The signal, a millisecond-wave bursts of radio waves, was traced back to a Milky Way magnetar, a type of neutron star with an extremely strong magnetic field. The magnetar suddenly lit up, sending out a gargantuan millisecond-long burst of bright radio waves, picked up by astronomers on April 28.
Astronomers suggest the signal may have originated as a result of massive, shifting gravitational forces causing a starquake or magnetar flare, a disturbance in the magnetic field surrounding it.
Fast radio bursts (FRB) have raised far more questions about the universe than they can answer. The first FRB-s were observed nearly a decade ago and since then, scientists and astronomers have been making rigorous urges to know about what is causing them.
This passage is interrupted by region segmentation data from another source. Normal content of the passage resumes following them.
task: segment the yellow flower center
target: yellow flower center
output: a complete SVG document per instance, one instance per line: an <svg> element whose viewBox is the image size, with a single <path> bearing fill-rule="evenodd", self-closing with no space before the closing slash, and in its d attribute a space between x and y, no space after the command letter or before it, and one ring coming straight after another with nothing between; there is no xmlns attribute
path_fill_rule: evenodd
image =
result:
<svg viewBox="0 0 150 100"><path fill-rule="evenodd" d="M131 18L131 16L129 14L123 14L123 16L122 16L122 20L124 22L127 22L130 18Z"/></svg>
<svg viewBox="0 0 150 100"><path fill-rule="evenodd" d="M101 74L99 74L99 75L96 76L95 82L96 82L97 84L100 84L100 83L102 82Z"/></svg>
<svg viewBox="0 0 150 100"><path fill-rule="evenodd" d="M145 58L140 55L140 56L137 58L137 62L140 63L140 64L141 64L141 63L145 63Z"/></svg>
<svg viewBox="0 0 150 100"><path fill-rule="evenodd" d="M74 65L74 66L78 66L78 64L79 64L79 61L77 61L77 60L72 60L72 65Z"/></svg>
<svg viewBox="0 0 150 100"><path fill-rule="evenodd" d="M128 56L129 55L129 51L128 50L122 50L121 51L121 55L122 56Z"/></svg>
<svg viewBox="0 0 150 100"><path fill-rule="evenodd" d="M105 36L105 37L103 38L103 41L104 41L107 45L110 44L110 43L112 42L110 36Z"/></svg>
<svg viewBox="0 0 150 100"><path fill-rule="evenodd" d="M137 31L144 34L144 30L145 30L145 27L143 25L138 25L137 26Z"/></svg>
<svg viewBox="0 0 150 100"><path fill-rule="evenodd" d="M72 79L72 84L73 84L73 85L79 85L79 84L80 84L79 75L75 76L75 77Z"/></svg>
They’re extremely unpredictable, despite some of them releasing more energy than 500 million suns. They don’t seem to have a pattern to them and last for only a tiny fraction of a second.
“Something like this has never been seen before”, said Shrinivas Kulkarni, an astronomer at Caltech.
In addition to this the astronomers also saw something else they had never seen in an extragalactic FRB, and that’s the X-ray counterpart. These are quite common in magnetar outbursts, of course. In fact, it is far more normal for magnetars to emit X-ray and gamma radiation than radio waves.
Well, of course there are more findings to do on the same, and whatever might be the results of this intrigue-some burst, it’s already taking us a step closer toward discovering new realms of the universe.
Who knows, we’re step closer to aliens!